In collaboration with Kavita Schmidt, What Pipeline had an exhibit at Cave that started on January 21, 2017, and ran to February 18, 2017.

Andrew Kreps Gallery in New York hosted What Pipeline from June 29, 2017 to July 28, 2017 for an exhibit of artwork by Mary Ann Aitken and Dylan Spaysky.

History with the Knight Arts Challenge

Ever get that feeling?

From the June 2016 exhibition.

In 2014, What Pipeline "won" a $15,000 matching funds grant from the Knight Foundation to publish books by or about Detroit-based artists. What a lot of people don't understand about these grants, is that to get one red cent from Knight, a "winner" must first get a matching red cent from another source. But that can be very difficult when there is that headline out there saying you won all this money to do the project and yet you don't do anything right away, besides ask for more money.

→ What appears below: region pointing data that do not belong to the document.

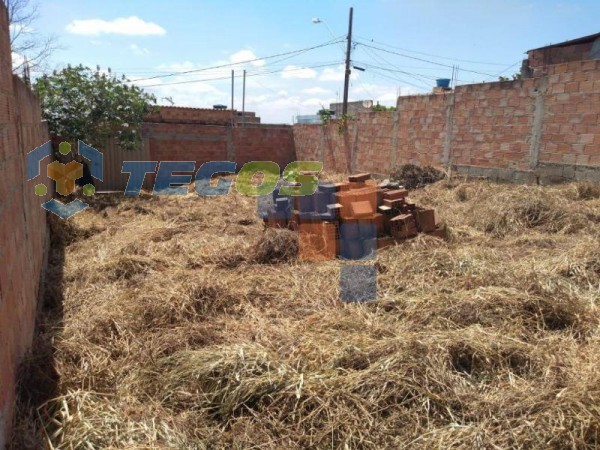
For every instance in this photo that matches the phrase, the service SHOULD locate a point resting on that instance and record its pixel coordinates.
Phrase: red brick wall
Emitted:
(171, 114)
(263, 143)
(492, 124)
(571, 124)
(421, 129)
(23, 234)
(202, 143)
(524, 126)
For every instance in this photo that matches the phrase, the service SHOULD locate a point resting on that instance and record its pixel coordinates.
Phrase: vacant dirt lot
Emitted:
(179, 323)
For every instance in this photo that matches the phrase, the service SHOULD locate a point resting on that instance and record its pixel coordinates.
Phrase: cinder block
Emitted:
(359, 177)
(394, 204)
(403, 226)
(349, 230)
(425, 219)
(395, 194)
(362, 209)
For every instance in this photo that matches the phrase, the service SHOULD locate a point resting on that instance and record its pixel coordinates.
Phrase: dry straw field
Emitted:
(179, 322)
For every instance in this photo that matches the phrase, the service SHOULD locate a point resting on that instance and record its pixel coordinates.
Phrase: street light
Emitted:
(348, 50)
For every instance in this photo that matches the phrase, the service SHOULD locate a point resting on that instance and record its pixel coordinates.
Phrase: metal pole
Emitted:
(347, 77)
(244, 100)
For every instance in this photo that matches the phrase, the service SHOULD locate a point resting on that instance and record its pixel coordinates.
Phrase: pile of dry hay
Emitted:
(179, 323)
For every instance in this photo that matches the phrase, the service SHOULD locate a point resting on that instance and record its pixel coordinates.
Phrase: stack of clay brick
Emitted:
(351, 219)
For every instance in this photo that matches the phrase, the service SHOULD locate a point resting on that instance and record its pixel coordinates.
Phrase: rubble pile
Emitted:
(350, 219)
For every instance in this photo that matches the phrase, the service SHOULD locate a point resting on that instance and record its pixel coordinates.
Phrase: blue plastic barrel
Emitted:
(443, 82)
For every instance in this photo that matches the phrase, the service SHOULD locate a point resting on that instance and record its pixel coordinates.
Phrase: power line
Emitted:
(508, 68)
(422, 60)
(432, 55)
(395, 78)
(295, 52)
(375, 56)
(247, 75)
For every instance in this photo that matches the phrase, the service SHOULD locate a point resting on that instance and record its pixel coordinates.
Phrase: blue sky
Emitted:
(154, 38)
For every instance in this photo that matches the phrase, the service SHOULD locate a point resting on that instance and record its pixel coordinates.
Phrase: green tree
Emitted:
(80, 103)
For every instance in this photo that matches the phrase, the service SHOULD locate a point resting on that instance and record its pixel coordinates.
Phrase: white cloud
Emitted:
(129, 26)
(137, 50)
(318, 102)
(316, 91)
(17, 28)
(17, 60)
(246, 55)
(292, 71)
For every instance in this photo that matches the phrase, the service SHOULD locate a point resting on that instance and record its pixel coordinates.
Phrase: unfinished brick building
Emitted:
(540, 129)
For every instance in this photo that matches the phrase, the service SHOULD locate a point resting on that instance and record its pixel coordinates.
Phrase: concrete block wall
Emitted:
(23, 230)
(545, 128)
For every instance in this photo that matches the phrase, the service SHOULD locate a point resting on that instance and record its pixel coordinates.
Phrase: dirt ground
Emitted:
(178, 322)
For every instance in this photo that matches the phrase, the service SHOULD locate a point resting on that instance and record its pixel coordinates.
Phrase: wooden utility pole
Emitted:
(232, 86)
(244, 100)
(347, 76)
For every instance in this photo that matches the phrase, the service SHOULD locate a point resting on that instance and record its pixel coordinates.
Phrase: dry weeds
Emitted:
(181, 323)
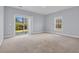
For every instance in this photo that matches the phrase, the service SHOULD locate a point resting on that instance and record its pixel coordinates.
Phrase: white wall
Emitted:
(1, 23)
(9, 31)
(70, 18)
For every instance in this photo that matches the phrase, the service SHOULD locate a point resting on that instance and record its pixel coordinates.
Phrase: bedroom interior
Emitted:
(39, 29)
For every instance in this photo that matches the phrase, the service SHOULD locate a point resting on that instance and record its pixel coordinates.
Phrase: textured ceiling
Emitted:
(44, 10)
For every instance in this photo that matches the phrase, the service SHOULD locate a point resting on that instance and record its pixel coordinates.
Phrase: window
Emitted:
(21, 25)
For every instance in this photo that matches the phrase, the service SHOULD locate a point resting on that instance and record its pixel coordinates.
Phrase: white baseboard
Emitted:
(75, 36)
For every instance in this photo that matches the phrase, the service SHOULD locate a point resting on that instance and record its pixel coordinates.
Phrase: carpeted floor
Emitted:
(40, 43)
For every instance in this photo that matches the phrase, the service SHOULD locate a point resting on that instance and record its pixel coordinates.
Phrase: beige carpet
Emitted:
(40, 43)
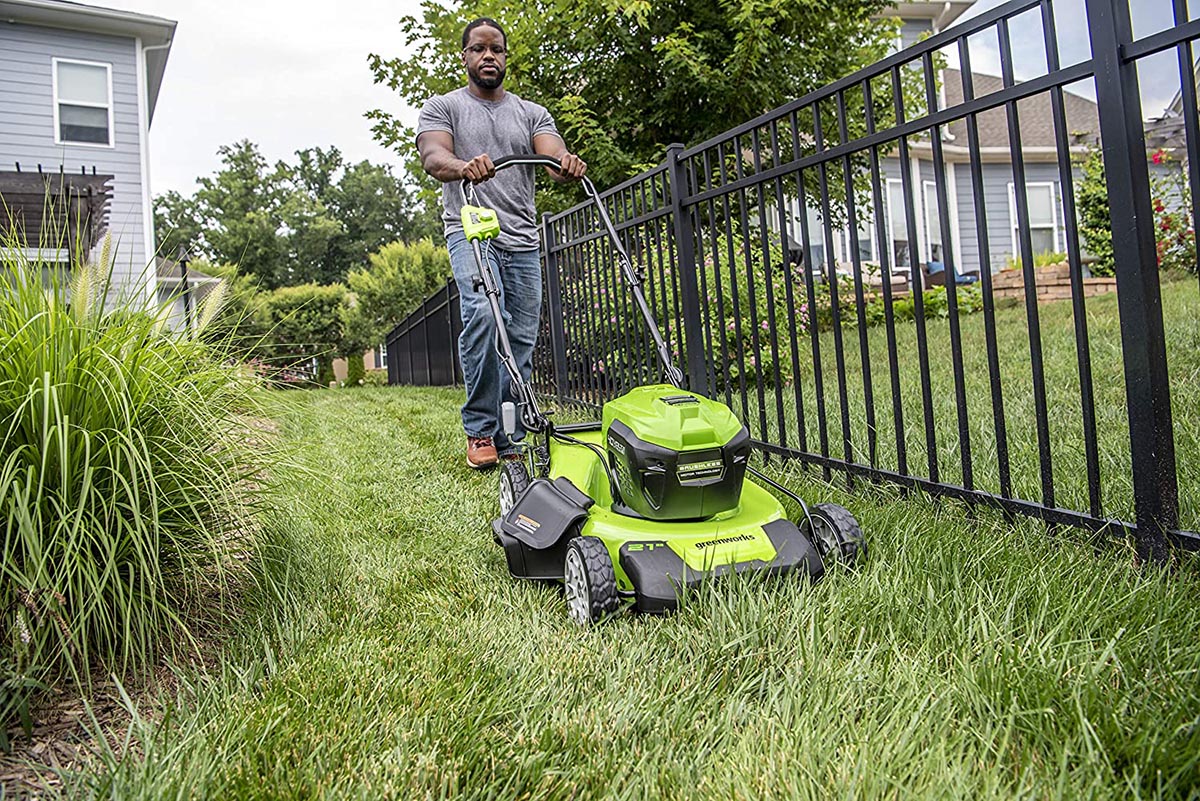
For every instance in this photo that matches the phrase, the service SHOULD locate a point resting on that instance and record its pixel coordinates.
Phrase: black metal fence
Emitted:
(789, 260)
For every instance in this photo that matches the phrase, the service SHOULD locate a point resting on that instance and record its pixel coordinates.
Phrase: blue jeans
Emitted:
(519, 276)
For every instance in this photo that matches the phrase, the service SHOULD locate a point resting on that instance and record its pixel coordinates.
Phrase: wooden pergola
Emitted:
(57, 210)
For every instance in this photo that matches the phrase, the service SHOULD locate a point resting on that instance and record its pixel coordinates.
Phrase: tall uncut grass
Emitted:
(130, 469)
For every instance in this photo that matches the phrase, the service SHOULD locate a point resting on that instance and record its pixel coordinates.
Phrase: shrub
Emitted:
(1095, 226)
(1043, 259)
(615, 347)
(1174, 228)
(400, 277)
(355, 371)
(126, 481)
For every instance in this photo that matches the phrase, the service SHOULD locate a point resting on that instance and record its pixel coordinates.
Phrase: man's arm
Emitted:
(438, 160)
(550, 144)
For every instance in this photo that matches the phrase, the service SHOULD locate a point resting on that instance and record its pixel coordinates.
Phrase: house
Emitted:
(78, 89)
(1038, 150)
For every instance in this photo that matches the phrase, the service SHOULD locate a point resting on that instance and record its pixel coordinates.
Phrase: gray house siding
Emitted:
(913, 30)
(27, 128)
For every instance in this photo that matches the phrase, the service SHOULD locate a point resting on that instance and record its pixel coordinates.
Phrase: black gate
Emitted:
(791, 262)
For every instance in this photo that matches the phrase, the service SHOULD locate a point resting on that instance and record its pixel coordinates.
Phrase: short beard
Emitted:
(486, 83)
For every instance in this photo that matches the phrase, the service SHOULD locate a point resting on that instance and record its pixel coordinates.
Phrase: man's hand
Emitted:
(479, 169)
(574, 168)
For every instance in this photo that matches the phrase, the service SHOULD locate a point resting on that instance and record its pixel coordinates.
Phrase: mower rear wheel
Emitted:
(835, 534)
(514, 481)
(589, 580)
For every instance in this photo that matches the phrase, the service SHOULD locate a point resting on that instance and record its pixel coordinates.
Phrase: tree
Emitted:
(1095, 224)
(623, 80)
(401, 276)
(304, 323)
(289, 224)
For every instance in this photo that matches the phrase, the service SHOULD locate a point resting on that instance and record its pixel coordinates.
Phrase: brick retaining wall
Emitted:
(1053, 283)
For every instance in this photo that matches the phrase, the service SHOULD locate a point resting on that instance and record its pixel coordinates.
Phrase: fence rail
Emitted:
(768, 251)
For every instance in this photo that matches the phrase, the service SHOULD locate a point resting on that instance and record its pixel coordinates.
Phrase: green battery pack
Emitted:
(479, 223)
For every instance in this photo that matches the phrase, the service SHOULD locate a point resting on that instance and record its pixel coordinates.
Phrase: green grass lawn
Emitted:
(1181, 312)
(969, 658)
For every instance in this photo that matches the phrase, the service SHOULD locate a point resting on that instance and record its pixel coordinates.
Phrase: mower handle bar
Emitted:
(672, 373)
(533, 160)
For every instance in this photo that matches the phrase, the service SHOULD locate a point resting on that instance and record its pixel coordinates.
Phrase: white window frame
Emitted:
(925, 186)
(58, 128)
(892, 229)
(1013, 222)
(873, 247)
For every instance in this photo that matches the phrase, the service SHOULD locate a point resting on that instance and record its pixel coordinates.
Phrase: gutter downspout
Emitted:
(150, 240)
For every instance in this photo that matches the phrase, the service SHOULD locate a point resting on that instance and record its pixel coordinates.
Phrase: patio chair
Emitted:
(934, 275)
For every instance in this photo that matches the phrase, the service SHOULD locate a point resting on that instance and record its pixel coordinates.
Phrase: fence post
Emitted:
(1139, 302)
(689, 285)
(555, 307)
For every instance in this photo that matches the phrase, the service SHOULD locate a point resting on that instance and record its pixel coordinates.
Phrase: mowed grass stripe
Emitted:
(967, 658)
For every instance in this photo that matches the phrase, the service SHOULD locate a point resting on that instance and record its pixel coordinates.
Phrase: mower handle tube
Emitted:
(672, 374)
(531, 415)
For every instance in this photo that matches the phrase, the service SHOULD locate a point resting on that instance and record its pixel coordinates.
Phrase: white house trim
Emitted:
(1014, 221)
(108, 107)
(151, 283)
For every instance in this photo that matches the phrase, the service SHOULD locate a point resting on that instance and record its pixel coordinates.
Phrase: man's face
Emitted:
(484, 56)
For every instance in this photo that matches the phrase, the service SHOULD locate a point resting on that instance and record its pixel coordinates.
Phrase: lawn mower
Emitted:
(653, 499)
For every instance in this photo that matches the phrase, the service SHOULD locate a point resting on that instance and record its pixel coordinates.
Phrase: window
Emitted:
(898, 228)
(83, 102)
(1043, 217)
(865, 238)
(933, 223)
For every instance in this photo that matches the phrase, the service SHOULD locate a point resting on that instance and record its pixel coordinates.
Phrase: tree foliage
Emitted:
(400, 276)
(1095, 226)
(287, 224)
(625, 79)
(304, 321)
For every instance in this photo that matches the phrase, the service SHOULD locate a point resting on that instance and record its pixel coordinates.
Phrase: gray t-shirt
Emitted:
(503, 127)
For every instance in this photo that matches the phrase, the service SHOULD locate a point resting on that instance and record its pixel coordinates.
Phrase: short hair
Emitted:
(479, 23)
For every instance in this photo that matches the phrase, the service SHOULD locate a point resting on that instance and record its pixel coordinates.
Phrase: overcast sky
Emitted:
(293, 74)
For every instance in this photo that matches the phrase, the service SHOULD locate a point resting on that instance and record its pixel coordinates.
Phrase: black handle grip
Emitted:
(533, 160)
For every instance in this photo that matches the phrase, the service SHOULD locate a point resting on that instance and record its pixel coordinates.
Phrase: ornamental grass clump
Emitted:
(130, 474)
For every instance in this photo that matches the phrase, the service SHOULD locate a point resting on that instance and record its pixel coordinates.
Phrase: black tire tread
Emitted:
(600, 576)
(852, 542)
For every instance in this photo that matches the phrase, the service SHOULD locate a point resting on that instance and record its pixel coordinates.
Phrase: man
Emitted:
(457, 134)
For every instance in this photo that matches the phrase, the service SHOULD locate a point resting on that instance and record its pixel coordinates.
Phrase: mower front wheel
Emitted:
(589, 582)
(514, 481)
(835, 534)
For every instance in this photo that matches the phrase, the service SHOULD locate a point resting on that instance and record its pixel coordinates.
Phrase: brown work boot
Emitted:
(480, 452)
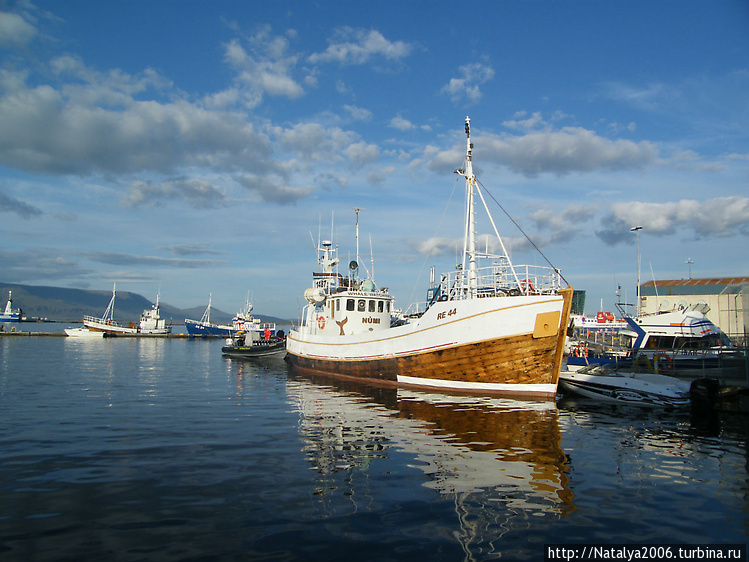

At least an organization, even one as small as What Pipeline, is much better equipped than an individual to deal with all the work and headache of a matching funds grant. What Pipeline had, as of July 2015, published two books in the series. On August 29 and 30, 2015, from noon to 8:00 p.m., Nolan Simon painted portraits live at What Pipeline to raise more money for the publication project. People who got portraits painted include local artists James Collins and Greg Fadell.

In 2016, What Pipeline was selected for yet another Knight Arts Challenge matching funds grant, this time to bring an artist, Pope L., to Detroit. A Kickstarter project concluded with $5,803 over the pledge goal.

What Pipeline hosted "an evening with Pope.L in Flint" at MW Gallery in Flint on March 1, 2018.

From April 7, 2018 to May 12, 2018, What Pipeline screened Shakedown, a film by Leilah Weinraub. Then, from May 19 to June 23 of the same year, Park View / Paul Soto in Los Angeles hosted What Pipeline for a Bailey Scieszka exhibit.